Corruption is the abuse of entrusted power for private gain.
A challenge is that limited resources for investigation and few forums for discussion have fermented uncertainty about whether these beliefs are based on anecdote or could be supported with independent evidence.
In a recent public corruption case, a new immigrant, who pleaded guilty, was let off on the basis of lack of knowledge of the appropriate behaviour when dealing with the Auckland Council. This means that until there are cases before the Courts, there will continue to be little case law surrounding corrupt behaviours of this nature.
A new report published by PwC last month reveals that 55% of New Zealand firms have no incident response plan for cybercrime, or have one that is not yet operational. Yet there was very little public response from businesses regarding the PwC report.
Similarly, there was only limited response from the around 90,000 New Zealand independent sporting organisations to the voluminous Global Corruption Report: Sport published by the Secretariat of Transparency International on 23 February (see next story for further discussion).
Instead of leading to constructive responses from businesses and sporting bodies, the published reports have instead aroused angry feedback from individuals who regard themselves as long-standing victims of other forms of corruption.

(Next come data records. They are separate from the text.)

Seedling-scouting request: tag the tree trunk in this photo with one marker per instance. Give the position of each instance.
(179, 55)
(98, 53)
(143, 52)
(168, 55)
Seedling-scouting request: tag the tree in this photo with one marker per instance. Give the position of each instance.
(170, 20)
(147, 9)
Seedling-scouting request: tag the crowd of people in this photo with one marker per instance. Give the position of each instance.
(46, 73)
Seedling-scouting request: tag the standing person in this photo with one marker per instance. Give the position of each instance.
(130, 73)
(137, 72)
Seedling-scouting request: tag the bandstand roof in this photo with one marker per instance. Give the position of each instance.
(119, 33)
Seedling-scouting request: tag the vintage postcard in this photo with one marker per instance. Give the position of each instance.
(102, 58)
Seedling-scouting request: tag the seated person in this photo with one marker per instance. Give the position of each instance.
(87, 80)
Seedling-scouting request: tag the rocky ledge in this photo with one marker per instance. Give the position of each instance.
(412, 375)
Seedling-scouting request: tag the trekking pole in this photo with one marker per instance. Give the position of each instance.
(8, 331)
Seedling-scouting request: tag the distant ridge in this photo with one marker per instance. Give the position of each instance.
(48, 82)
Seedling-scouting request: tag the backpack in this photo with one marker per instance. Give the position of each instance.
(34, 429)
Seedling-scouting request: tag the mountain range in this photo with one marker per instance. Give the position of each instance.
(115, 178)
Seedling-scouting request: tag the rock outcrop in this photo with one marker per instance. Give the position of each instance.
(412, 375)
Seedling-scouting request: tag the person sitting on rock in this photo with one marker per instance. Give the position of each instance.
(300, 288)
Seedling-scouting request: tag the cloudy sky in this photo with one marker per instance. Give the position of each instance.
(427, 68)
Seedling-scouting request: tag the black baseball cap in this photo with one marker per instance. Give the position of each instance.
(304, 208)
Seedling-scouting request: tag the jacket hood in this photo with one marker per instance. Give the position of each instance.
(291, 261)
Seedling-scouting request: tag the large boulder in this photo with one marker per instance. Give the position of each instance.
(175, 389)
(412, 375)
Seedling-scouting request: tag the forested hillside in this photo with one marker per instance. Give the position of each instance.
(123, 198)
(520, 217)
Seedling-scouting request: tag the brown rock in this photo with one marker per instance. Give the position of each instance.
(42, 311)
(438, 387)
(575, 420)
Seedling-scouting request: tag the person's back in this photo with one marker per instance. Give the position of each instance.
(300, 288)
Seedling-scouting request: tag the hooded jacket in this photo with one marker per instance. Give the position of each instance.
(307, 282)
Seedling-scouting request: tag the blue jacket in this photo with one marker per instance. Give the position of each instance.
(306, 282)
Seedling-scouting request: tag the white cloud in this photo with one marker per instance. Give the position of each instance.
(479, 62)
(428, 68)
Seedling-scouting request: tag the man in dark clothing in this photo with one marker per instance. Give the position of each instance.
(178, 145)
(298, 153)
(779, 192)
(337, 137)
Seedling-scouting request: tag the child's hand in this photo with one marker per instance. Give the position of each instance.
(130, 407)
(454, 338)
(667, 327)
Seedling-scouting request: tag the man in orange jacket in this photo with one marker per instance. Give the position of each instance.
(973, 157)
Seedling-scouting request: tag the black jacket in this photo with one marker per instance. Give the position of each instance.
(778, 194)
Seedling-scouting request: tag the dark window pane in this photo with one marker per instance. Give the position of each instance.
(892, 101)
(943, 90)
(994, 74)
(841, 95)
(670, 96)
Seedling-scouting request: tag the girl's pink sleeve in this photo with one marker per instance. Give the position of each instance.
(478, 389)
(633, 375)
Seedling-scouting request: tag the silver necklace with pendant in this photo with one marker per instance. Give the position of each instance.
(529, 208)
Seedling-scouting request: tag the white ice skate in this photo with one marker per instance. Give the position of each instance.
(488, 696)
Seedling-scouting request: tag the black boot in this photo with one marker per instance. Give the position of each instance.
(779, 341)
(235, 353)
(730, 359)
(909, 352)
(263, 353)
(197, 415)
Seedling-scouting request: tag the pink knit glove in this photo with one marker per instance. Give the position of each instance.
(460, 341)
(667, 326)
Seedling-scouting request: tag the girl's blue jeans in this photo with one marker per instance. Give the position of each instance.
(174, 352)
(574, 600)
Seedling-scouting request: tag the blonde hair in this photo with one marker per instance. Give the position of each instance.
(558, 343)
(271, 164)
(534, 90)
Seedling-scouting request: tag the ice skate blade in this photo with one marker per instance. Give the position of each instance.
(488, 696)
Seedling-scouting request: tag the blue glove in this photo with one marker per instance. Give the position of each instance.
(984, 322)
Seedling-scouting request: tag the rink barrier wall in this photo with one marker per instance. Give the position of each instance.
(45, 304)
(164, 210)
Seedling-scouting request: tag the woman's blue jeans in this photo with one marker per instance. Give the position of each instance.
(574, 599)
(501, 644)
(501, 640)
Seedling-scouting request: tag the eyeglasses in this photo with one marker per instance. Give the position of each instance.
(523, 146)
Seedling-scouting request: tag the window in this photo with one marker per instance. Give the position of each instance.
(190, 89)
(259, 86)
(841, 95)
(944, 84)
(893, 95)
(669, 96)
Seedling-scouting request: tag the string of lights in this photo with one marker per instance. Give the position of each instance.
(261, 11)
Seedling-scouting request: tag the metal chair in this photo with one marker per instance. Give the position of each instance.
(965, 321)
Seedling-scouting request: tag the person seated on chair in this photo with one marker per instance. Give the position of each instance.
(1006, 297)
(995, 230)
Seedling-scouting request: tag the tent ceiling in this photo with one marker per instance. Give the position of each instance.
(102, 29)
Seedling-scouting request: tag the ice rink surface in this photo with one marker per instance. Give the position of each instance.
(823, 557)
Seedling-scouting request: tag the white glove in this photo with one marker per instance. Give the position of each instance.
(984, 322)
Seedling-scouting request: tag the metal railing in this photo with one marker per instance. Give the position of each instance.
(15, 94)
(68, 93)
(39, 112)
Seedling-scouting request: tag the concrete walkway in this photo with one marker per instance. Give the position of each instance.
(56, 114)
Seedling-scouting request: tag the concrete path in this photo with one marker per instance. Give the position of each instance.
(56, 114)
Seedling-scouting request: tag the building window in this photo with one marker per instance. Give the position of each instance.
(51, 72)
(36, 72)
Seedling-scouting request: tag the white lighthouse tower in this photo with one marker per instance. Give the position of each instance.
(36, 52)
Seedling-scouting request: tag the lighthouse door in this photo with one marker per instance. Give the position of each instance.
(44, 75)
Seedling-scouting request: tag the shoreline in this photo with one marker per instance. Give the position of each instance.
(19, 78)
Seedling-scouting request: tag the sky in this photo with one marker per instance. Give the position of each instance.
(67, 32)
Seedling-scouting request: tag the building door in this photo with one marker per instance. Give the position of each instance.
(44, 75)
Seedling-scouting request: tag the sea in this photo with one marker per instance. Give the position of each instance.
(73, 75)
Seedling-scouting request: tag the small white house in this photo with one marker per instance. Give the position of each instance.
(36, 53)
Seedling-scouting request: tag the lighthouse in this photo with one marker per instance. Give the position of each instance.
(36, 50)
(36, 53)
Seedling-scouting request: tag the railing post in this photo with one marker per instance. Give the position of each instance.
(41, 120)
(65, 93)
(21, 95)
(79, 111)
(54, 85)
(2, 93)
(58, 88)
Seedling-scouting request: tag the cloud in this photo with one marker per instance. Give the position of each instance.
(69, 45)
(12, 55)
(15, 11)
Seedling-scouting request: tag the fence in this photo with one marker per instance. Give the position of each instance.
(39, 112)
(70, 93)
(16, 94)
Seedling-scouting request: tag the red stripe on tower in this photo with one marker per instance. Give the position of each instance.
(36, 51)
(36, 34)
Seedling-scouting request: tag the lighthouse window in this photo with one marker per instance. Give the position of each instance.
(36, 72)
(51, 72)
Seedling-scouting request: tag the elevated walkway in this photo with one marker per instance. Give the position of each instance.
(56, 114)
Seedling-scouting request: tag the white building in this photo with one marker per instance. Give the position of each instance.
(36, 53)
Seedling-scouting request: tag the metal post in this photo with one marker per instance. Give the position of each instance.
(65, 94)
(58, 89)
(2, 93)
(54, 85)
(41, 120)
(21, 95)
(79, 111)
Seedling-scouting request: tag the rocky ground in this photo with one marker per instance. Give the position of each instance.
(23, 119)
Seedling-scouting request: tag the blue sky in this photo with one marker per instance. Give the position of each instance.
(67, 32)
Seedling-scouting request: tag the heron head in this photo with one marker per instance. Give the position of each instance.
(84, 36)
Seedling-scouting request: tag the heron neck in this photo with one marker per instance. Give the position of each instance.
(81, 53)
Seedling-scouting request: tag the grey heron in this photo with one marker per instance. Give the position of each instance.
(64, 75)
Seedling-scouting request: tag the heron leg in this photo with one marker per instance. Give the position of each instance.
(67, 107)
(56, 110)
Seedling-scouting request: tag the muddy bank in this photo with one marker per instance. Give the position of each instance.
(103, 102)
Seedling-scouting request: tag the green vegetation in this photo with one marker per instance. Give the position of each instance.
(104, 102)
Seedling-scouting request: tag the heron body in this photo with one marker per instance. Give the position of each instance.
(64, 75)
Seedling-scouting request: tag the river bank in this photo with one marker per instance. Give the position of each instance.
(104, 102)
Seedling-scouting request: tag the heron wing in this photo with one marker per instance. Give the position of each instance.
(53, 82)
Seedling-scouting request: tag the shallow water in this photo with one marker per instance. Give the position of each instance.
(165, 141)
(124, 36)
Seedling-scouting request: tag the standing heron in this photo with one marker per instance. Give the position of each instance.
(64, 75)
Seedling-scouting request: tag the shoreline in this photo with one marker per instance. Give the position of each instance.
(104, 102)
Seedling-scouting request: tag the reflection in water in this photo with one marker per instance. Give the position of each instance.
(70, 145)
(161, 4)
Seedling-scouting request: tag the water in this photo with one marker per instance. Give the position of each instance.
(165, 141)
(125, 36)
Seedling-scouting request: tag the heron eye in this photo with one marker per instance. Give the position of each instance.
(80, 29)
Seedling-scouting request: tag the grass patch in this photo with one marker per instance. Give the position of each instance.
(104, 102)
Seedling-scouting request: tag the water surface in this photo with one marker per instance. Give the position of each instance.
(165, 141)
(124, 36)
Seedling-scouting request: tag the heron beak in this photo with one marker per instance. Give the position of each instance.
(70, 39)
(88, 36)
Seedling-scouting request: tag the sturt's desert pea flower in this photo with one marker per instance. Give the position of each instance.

Their seething anger is tying up processes designed to provide resolution.
At the Auckland event, there was considerable discussion about the potential to channel some of this anger by setting up effective whistle-blowing channels backed up by a strong protective disclosure regime.
TINZ’s view remains that the best antidote for corruption is prevention. While preventing corruption is an objective of any modern democracy, the positive reputational and branding impact, resulting from low levels of corruption and trusted systems, creates opportunity for everyone. This means a greater tax base to support the public sector. It also means more organisations with the sustainability to provide careers, better wages and engaging work.
TINZ effort and priority is directed towards the prevention of corruption, as well as activities to harvest and share the benefits of strong integrity systems. This is the way to move from a spiral of anger to one of hope.
Suzanne Snively, Chair
Transparency International New Zealand Inc.